Forest Foraging

Photos provided by Armin Weise.

Rachel Van Noordt
Arts and Features Writer
rvannoor@unca.edu

 A key to finding edible plants is to look in pristine locations.

In Asheville, it is common to see “Eat Local” stickers on windows and cars, but some choose to take this a step further by finding their own food growing wild in nature.

Armin Weise spends a lot of time with nature. Outside of his jobs as an assistant arborist and a forestry technician, he chooses to go on a hike instead of visiting the grocery store when he needs fresh produce. Identifying plants found in nature became an interest of his after college. He said these activities are remnants of his childhood in Germany.

“I grew up eating from our garden and eating out of the woods. I would go by myself into the woods, collect a basket full of mushrooms and come back with them. We’d eat it at home,” Weise said.

He learned to collect mushrooms by going into the woods with his grandparents every weekend. They would make mushroom soup with their findings. Collecting mushrooms in Germany was much more popular than in the States, Weise said, but Asheville is different.

“When people see a mushroom or a plant, especially in Asheville, they’re like, ‘Is that edible?’ You know, for everything,” Weise said.

A key to finding edible plants is to look in pristine locations, Weise said. For example, things growing next to a road are likely to have heavy metals in them. Places which are pesticide free and rich in nutrients are best.
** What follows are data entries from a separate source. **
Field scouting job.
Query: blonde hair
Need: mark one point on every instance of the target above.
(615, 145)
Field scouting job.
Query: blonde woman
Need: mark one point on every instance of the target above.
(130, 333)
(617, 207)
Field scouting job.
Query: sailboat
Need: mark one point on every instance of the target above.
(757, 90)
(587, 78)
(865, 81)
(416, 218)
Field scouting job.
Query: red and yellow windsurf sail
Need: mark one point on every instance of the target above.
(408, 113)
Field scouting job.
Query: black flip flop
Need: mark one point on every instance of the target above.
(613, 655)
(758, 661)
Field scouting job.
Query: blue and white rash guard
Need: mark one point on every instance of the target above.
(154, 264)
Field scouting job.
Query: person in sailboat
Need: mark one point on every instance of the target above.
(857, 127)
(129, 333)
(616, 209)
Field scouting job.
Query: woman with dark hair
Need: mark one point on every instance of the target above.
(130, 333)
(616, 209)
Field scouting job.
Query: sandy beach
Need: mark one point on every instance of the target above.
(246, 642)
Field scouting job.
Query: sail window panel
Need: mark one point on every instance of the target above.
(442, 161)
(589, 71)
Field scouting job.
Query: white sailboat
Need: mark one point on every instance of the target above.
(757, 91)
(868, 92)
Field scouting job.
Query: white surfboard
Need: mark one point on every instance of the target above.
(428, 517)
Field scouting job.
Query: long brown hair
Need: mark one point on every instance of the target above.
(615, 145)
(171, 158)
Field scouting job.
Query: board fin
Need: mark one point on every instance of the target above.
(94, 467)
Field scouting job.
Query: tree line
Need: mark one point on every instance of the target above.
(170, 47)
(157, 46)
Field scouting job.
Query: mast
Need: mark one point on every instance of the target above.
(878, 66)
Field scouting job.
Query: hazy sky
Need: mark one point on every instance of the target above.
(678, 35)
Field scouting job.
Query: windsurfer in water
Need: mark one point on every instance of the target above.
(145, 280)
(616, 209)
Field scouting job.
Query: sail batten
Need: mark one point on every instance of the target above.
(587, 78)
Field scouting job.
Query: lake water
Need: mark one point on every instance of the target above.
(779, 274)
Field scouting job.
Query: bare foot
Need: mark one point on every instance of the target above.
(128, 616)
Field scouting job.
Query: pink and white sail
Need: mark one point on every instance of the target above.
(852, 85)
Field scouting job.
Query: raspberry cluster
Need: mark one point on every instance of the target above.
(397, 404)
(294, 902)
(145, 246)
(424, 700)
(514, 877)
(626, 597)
Big Ivy is a favorite location for Alexander Rigas to look for edibles.

“I enjoy hiking and kind of searching, foraging things as the season permits. That’s one of the main things is being conscious of the weather and the season — knowing what to be looking for at that particular time,” Rigas said.

Rigas said he always had an interest in outdoor activities, studying horticulture before beginning nursing school at Asheville-Buncombe Technical Community College. He said identifying plants, noticing trends and maybe bringing home something to eat adds to the fun of going on a hike. Rigas said he collects edibles as a hobby and is cautious when it comes to eating them, rarely eating what he finds on the spot.

When collecting edibles from nature, Rigas said it is important to slice the plant or mushroom at the stem and to never uproot the whole thing. This will allow the plant to grow back.

Another basic philosophy of foraging is to not be greedy, Rigas said. It is unhealthy for the environment and makes collecting even more difficult for others. Selling mushrooms by the pound to Asheville restaurants can be very profitable, but growing your own mushrooms would be a better alternative.

“I’d be more supportive of farming it and growing it in a sustainable manner as opposed to going and just pillaging the National Forest just to make a buck from a restaurant,” Rigas said.

Jake Donat, a friend of Rigas’, said he learned to forage for long backpacking and camping trips.

I thought that with a little knowledge of edible plants and a fishing pole I could substantially lighten my load,” Donat said.

During one of his trips, Donat and a fellow camper were able to extend their stay after finding a patch of Chicken of the Woods mushrooms.

“They were growing all over a massive oak that had fallen over the small spring we had been drawing water from. Upon further inspection, we noticed a huge patch of Watercress growing in the water just below it. With this new abundant food source to supplement our meager rations, we stayed for another three days,” Donat said.

Collecting edibles does not always require one to go on extensive hikes in nature. Things growing in your yard, which are often considered weeds, are edible. Weise said wild leeks, dandelions, clovers and raspberry leaves are just a few.

“The biggest things I think that people miss out on are those things that are readily available for them, right in front of their doorstep, and they don’t even know it,” Weise said.